V. Strafaussetzung zur Bewährung
69
Einer Entscheidung über die Strafaussetzung zur Bewährung gem. § 56 Abs. 1 StGB bedurfte es nicht, da die Strafe bereits im Zeitpunkt des Urteils durch die bis dahin seit dem 31.10.2023 erlittene Untersuchungshaft voll verbüßt war (BGH, Beschluss vom 22.01.2002 – 4 StR 392/01; BGH, Urteil vom 24.03.1982 – 3 StR 29/82).

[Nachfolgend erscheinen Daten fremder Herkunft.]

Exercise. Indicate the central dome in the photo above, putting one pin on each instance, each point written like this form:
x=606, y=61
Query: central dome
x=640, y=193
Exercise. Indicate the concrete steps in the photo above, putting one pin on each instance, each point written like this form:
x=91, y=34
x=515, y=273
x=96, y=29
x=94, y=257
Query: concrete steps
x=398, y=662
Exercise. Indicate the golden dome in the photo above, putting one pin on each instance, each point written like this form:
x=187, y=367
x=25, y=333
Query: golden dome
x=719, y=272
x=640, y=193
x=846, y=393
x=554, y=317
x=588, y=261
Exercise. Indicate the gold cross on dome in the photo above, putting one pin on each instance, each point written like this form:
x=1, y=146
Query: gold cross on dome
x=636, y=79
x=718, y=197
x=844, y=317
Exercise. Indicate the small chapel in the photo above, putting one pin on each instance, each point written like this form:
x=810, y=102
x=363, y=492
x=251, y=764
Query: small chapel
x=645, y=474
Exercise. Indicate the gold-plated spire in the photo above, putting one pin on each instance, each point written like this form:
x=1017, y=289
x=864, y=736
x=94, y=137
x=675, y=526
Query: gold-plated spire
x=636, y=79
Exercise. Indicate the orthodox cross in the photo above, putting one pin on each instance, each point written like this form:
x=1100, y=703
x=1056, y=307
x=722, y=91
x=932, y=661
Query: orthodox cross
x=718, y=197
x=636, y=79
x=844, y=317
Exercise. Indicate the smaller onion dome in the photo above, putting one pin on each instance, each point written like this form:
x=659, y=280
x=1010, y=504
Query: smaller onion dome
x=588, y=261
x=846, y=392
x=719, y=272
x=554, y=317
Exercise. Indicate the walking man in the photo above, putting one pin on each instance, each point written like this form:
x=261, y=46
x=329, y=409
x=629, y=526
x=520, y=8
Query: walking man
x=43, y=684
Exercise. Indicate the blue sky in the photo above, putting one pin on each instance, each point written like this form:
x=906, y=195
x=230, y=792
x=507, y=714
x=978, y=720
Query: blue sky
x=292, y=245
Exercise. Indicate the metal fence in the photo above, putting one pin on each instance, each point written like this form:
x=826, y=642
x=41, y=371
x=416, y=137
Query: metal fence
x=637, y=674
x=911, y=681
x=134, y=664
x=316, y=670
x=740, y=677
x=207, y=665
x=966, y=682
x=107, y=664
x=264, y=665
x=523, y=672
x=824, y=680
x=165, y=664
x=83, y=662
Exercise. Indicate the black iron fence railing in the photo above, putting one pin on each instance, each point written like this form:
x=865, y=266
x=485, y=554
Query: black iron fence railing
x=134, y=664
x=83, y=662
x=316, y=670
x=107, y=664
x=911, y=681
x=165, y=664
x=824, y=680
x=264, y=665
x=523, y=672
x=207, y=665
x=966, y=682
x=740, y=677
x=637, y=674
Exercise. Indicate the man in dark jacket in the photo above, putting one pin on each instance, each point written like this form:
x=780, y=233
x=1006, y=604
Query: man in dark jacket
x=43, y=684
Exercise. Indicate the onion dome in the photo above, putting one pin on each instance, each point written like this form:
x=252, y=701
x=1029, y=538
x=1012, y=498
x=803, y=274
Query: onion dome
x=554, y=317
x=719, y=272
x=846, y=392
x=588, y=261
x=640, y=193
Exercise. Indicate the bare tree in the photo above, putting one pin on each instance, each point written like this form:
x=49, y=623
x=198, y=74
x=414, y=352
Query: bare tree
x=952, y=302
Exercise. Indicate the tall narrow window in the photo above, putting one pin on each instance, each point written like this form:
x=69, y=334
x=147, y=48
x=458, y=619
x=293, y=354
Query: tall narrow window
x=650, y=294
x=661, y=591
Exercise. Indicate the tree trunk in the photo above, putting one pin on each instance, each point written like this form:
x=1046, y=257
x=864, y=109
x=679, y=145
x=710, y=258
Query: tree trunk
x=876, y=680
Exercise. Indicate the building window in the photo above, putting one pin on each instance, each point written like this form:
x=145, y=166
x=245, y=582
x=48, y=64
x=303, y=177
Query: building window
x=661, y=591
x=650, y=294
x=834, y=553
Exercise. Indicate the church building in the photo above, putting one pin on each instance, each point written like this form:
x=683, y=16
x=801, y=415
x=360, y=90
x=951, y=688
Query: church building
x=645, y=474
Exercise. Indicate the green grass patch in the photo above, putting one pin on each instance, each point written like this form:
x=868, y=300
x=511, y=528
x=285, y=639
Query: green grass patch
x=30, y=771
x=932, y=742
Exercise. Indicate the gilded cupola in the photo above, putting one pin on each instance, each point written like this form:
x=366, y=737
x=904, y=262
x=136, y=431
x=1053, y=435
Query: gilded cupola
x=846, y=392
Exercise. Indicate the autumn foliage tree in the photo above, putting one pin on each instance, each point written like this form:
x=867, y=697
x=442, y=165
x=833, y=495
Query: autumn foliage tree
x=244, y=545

E. Unterbringung in einer Entziehungsanstalt
70
Von der Unterbringung des Angeklagten in einer Entziehungsanstalt gemäß § 64 StGB hat die Kammer abgesehen, da die Voraussetzungen hierfür nicht vorlagen. Der Angeklagte weist bereits keinen Hang berauschende Mittel im Übermaß zu sich zu nehmen auf.
71
Für einen Hang gemäß § 64 StGB n.F. – dieser muss sicher feststehen, ohne dass für den Zweifelssatz Raum wäre – bedarf es einer Substanzkonsumstörung, infolge derer eine dauernde und schwerwiegende Beeinträchtigung der Lebensgestaltung, der Gesundheit, der Arbeits- oder der Leistungsfähigkeit eingetreten ist und fortdauert.
72
Nach den getroffenen Feststellungen konsumiert der Angeklagte lediglich gelegentlich Cannabis. Zwar ging der Angeklagte seit 2015 keiner beruflichen Tätigkeit nach, jedoch konnte die Kammer nicht erkennen, dass dies auf eine fehlende oder eingeschränkte Leistungsfähigkeit des Angeklagten aufgrund seines Cannabiskonsums zurückzuführen ist. Vielmehr folgt die Kammer den Angaben des Angeklagten, wonach der neunjährige Sohn des Angeklagten noch der Betreuung zumindest eines Elternteils bedarf und seine Lebensgefährtin beruflich tätig ist. Gesundheitliche Probleme konnte die Kammer ebenso nicht feststellen, wie eine Beeinträchtigung seiner Lebensgestaltung. Der Angeklagte hat keine Schulden. Die Kammer hat keine Anhaltspunkte dafür, dass der Angeklagte seinen familiären und häuslichen Verpflichtungen nicht zuverlässig nachging.
F. Entschädigung
73
Der Angeklagte war nicht gem. § 2 Abs. 1 StrEG zu entschädigen.
74
Hat ein Verurteilter Strafverfolgungsmaßnahmen i.S.v. § 2 Abs. 1 StrEG erlitten, kann ihm gemäß § 4 Abs. 1 Nr. 2 StrEG Entschädigung gewährt werden, soweit die in der strafgerichtlichen Verurteilung angeordneten Rechtsfolgen geringer sind als die darauf gerichteten Strafverfolgungsmaßnahmen und nach den Umständen des Einzelfalls die Entschädigungsgewährung der Billigkeit entspricht. Eine Entschädigung nach § 4 Abs. 1 StrEG kann jedoch nur gewährt werden, wenn weder ein Ausschließungsgrund nach § 5 StrEG noch ein Versagungsgrund nach § 6 StrEG gegeben ist.
75
Einen Fall der §§ 5, 6 StrEG vermag die Kammer nicht zu erkennen. Die Maßnahme wurde überwiegend aufgrund der Aussage des Zeugen ... angeordnet. Das Verhalten des Angeklagten war insoweit nicht ursächlich (Meyer-Goßner/Schmitt, StPO, 66. Auflage 2023, § 5 StrEG, Rn. 7a). Der Angeklagte hat sich im Ermittlungsverfahren nicht zur Sache eingelassen (a.a.O., § 6 StrEG, Rn. 4) .
76
Die Kammer nahm bei ihrer Billigkeitsentscheidung nach § 4 Abs. 1 StrEG insbesondere in den Blick, dass der Angeklagte am 31.10.2023 inhaftiert worden war und sich zum Zeitpunkt der Verurteilung am 07.10.2024 bereits seit 11 Monaten 1 Woche in Untersuchungshaft befand. Die Dauer der Untersuchungshaft überschreitet daher die Verurteilung um 1 Monat 1 Woche. Ein unangemessenes Verhältnis der verhängten Strafe zur verbüßten Untersuchungshaft sowie eine besondere Härte durch den faktischen Vorwegvollzug der Strafe im Wege der Untersuchungshaft vermag die Kammer nach einer Gesamtabwägung, auch unter Berücksichtigung der Schwere der Schuld und der Auswirkung der Strafverfolgungsmaßnahme auf die Person bzw. die Lebensverhältnisse des Angeklagten, hierin jedoch nicht zu erkennen.
G. Kosten
77
Die Kostenentscheidung beruht auf §§ 464, 465, 467 Abs. 1 StPO.